LS Power agreed, citing an opinion from its outside counsel concluding that permitting of the northern route “is likely not obtainable,” due in part to the existence of the southern crossing options.

Sunken Ship Cove (Source: PSEG)
Sunken Ship Cove (Source: PSEG)

Transource argued that its submarine crossing proposal was preferable to an overhead line, noting the potential for shipping accidents, such as a 1987 crash that resulted in a nine-month outage to the Delmarva Power crossing. Transource also said an overhead crossing would require towers about 100 feet tall, which could increase the likelihood of public opposition.

PSE&G, which proposed a northern route, countered that the submarine crossing proposed for the southern route could impact a submerged dike “normally considered historic in nature,” an artificial reef created from sunken World War I ships (Sunken Ship Cove) or habitats for protected species, “including the shortnose sturgeon, the Atlantic sturgeon, the hawksbill sea turtle, the loggerhead sea turtle, Kemp’s ridley sea turtle and the leatherback sea turtle.”

Order 1000 Implications

Even before making a selection decision that is certain to disappoint all but one of the finalists, PJM is already receiving criticism for how it has managed the competition — the first in PJM under the Federal Energy Regulatory Commission’s Order 1000.

The Delaware Public Service Commission complained that the proposed cost allocation for the 230-kV solutions “displayed neither logic nor fairness” in assigning all of the cost to the Delmarva Power zone. In contrast, the cost of the 500-kV proposals would be spread among two dozen transmission zones and merchants. (See Delaware Unhappy with Artificial Island Cost Allocation.)

The commission requested PJM planners provide details on the distribution factor (DFAX) analyses for the 230-kV and 500-kV solutions and “explain how a transmission project to alleviate an operational issue in one transmission zone could be solely the cost responsibility of a different transmission zone.”

The Exelon-Pepco team criticized PJM planners’ modifications to developers’ plans, which included the addition of static VAR compensators (SVCs) to all projects and the removal from the Dominion and PSEG proposals of a second Hope Creek-to-Salem tie line. (See Dominion, PSE&G Proposals Gain in Artificial Island Race.) “The tweaking of proposals eliminates the competitive nature intended by the FERC Order 1000 process,” said Exelon-Pepco.

Transource said PJM should make its decision based on the merits of the projects as proposed rather than comparing them after PJM’s modifications.

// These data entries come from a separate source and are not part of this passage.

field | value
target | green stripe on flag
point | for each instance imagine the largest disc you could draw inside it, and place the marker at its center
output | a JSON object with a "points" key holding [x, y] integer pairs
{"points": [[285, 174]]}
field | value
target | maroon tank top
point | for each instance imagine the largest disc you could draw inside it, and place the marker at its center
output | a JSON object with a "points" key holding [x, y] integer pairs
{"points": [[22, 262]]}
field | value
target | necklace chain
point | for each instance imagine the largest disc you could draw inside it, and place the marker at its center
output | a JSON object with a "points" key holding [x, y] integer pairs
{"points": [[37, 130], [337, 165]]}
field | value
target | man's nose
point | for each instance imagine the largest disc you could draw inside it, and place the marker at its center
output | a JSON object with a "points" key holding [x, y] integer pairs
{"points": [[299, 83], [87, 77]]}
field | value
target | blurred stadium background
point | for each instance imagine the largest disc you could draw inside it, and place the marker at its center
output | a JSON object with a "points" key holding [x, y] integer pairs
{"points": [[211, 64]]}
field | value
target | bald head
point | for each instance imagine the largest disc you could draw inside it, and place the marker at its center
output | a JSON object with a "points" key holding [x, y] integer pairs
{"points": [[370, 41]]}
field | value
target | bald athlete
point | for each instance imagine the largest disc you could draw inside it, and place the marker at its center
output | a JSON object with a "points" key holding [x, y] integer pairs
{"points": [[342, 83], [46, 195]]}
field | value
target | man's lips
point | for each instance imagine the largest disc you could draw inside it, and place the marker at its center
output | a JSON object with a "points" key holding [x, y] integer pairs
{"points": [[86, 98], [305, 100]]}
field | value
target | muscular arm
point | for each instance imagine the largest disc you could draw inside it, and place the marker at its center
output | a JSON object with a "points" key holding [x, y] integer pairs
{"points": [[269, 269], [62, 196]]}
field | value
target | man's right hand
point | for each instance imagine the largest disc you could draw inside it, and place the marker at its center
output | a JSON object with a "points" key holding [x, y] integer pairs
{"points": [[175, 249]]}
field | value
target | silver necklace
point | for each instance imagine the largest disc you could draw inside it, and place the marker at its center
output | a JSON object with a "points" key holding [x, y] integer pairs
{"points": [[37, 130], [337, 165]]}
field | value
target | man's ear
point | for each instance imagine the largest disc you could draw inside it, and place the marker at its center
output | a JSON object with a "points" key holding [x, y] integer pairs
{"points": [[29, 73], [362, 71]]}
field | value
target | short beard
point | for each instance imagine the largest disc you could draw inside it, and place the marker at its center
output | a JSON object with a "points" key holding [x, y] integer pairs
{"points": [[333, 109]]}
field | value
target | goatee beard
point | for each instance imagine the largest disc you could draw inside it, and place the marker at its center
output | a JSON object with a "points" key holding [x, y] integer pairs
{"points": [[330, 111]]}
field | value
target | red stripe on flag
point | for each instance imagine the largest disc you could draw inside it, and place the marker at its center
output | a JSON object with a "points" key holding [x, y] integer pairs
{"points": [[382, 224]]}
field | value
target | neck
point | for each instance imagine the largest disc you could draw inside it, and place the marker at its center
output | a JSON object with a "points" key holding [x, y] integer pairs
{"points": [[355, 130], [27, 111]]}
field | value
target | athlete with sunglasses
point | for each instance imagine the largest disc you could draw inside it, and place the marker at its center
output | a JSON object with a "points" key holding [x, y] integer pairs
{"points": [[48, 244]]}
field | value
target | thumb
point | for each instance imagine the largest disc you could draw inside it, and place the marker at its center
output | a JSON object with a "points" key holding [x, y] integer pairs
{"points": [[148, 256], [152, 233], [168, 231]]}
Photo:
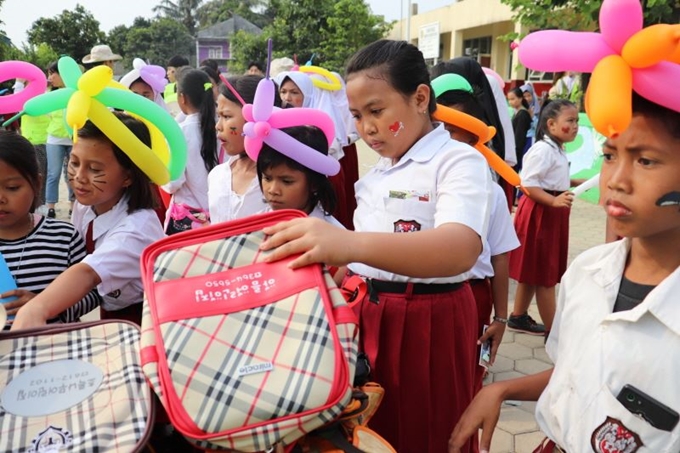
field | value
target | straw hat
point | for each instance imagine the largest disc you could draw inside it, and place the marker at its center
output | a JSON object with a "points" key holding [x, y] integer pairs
{"points": [[100, 53]]}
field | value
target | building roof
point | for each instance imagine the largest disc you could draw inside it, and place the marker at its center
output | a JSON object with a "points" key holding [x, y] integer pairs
{"points": [[228, 28]]}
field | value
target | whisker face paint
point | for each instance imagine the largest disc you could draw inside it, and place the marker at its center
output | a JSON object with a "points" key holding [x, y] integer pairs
{"points": [[397, 127]]}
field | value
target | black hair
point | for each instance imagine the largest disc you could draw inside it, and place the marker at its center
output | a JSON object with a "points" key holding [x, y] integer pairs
{"points": [[464, 101], [321, 189], [517, 91], [670, 119], [192, 84], [16, 151], [473, 72], [400, 63], [177, 61], [245, 86], [141, 194], [213, 73], [209, 62], [550, 111]]}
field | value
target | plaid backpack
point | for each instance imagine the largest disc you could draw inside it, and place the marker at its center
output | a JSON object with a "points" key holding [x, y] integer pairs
{"points": [[244, 355]]}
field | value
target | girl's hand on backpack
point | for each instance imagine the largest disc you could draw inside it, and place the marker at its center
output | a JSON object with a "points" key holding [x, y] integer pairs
{"points": [[563, 200], [316, 240], [22, 297]]}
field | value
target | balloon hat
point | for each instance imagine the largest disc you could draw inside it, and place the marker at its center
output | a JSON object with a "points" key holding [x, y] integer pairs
{"points": [[152, 75], [87, 96], [264, 124], [484, 133], [623, 57], [37, 84]]}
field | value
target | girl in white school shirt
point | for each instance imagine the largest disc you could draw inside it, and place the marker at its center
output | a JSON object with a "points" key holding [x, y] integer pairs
{"points": [[542, 218], [418, 325], [618, 317], [233, 190], [114, 212]]}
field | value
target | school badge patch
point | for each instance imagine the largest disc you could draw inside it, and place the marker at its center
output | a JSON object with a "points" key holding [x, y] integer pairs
{"points": [[613, 437], [406, 226]]}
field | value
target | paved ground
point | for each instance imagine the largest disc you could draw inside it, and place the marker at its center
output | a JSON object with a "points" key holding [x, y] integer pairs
{"points": [[521, 354]]}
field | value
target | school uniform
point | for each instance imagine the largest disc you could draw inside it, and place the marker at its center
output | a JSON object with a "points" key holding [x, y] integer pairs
{"points": [[188, 206], [420, 333], [596, 352], [501, 238], [225, 204], [543, 231], [117, 240]]}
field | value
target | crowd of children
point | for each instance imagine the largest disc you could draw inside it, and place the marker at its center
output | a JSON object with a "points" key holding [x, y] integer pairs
{"points": [[436, 295]]}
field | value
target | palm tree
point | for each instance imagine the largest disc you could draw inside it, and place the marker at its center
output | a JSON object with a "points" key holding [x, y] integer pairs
{"points": [[183, 11]]}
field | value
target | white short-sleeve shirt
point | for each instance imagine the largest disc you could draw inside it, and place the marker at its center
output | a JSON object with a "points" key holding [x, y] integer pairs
{"points": [[191, 188], [119, 240], [437, 181], [545, 165], [500, 236], [596, 352], [224, 203]]}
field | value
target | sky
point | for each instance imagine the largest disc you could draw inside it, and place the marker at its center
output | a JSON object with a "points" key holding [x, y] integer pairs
{"points": [[18, 15]]}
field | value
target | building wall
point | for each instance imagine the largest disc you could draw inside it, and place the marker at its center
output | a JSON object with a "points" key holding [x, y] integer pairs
{"points": [[468, 19]]}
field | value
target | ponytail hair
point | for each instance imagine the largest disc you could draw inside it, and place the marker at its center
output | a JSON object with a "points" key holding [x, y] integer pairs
{"points": [[197, 87], [550, 111]]}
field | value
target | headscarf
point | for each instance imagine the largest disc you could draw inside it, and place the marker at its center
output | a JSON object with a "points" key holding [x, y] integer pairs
{"points": [[473, 72], [152, 75]]}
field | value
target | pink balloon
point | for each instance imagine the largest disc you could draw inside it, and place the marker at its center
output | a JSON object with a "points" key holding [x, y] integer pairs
{"points": [[653, 83], [263, 103], [558, 50], [619, 20], [37, 84], [310, 117], [495, 75], [303, 154]]}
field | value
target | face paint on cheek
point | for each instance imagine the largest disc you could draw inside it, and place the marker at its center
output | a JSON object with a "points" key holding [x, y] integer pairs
{"points": [[397, 127], [669, 199]]}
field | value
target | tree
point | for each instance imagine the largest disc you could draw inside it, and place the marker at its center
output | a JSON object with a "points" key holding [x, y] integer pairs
{"points": [[73, 32], [582, 14], [183, 11], [154, 41], [328, 29], [216, 11]]}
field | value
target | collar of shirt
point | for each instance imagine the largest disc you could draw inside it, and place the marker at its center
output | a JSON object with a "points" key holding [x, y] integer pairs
{"points": [[658, 302], [108, 220], [423, 150]]}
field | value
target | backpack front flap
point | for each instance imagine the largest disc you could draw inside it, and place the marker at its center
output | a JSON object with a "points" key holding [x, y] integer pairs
{"points": [[248, 353], [75, 387]]}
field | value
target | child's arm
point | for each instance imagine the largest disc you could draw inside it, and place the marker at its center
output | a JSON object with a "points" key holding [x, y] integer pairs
{"points": [[450, 249], [484, 410], [563, 200], [499, 290], [66, 290]]}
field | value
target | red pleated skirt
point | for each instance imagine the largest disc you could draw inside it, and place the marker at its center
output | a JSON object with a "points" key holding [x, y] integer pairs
{"points": [[543, 232], [421, 349], [481, 289]]}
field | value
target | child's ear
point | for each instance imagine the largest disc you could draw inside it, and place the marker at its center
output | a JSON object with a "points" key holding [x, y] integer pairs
{"points": [[422, 97]]}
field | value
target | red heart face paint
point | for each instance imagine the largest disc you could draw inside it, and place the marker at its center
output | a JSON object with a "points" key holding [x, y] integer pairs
{"points": [[396, 127]]}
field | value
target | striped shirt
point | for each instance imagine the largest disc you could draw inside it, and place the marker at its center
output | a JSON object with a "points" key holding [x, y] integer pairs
{"points": [[38, 258]]}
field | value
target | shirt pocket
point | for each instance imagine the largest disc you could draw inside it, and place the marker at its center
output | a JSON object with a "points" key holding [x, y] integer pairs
{"points": [[408, 215], [608, 427]]}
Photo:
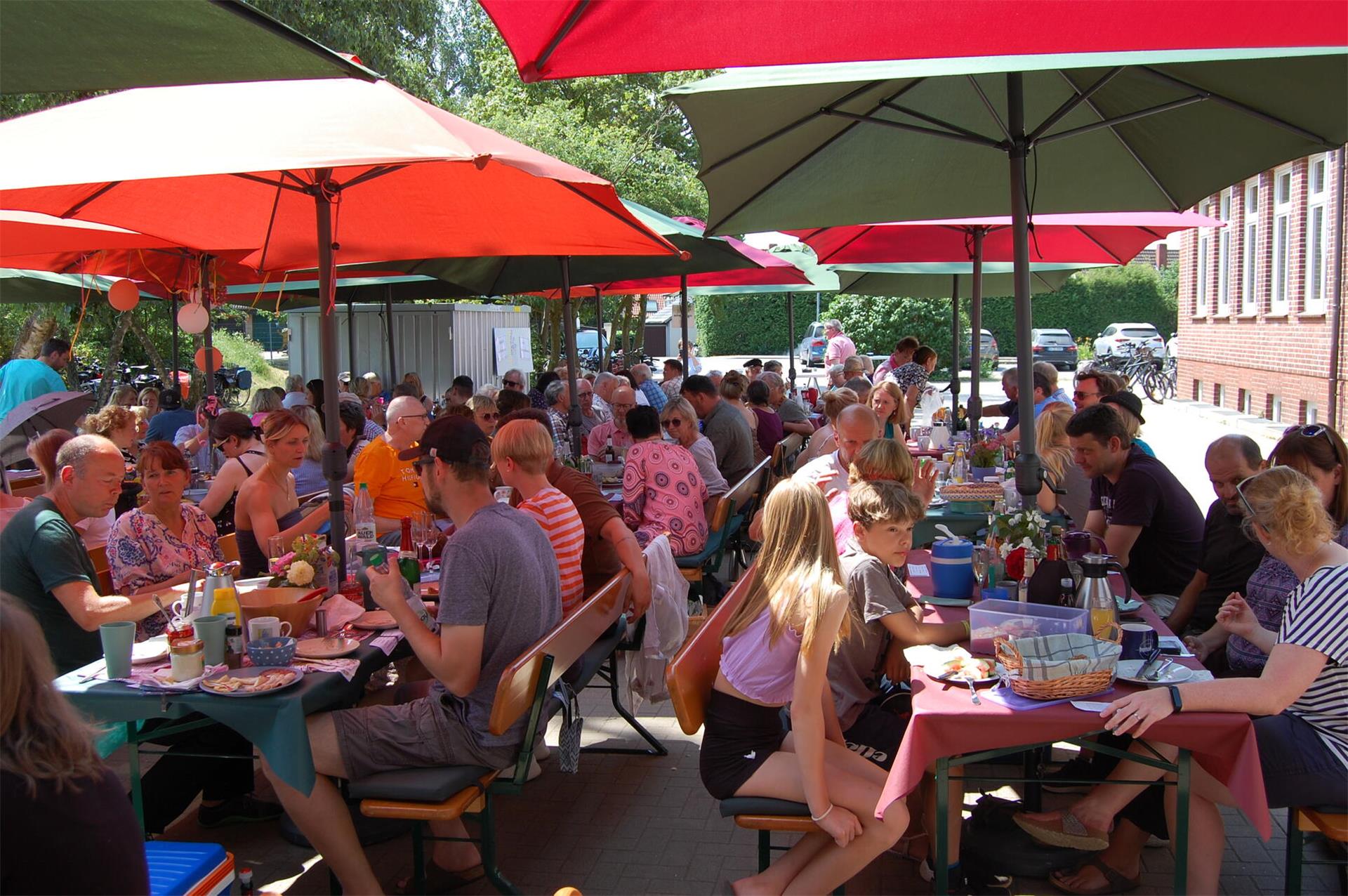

“This will send a strong signal to developers that the relative quality of their work will be rewarded in the PJM process and that the burden is on the developers, not PJM, to get the details right,” Transource said. “It would set a concerning precedent if PJM decided that none of the proponents `sponsored the selected project,’ based on the modifications made by PJM, and designated the project to the incumbent transmission owner(s).”

Nuclear Operator’s Concerns

PSEG Nuclear also criticized PJM planners’ decision to use SVCs, saying they have never been used to correct “transient angular stability” and would pose “unknown and potentially challenging regulatory risks.”

The company noted that Artificial Island is the “second-largest nuclear installation in the country with well-known stability challenges.”

“The worst case consequences that will result from a contingency-induced stability event coincident with an SVC failure include loss of all offsite power to the three co-located nuclear units at AI as well as potential collateral impacts to the offsite sources at neighboring regional nuclear plants,” the company said. “These consequences will influence the [Nuclear Regulatory Commission] to require an in-depth review.”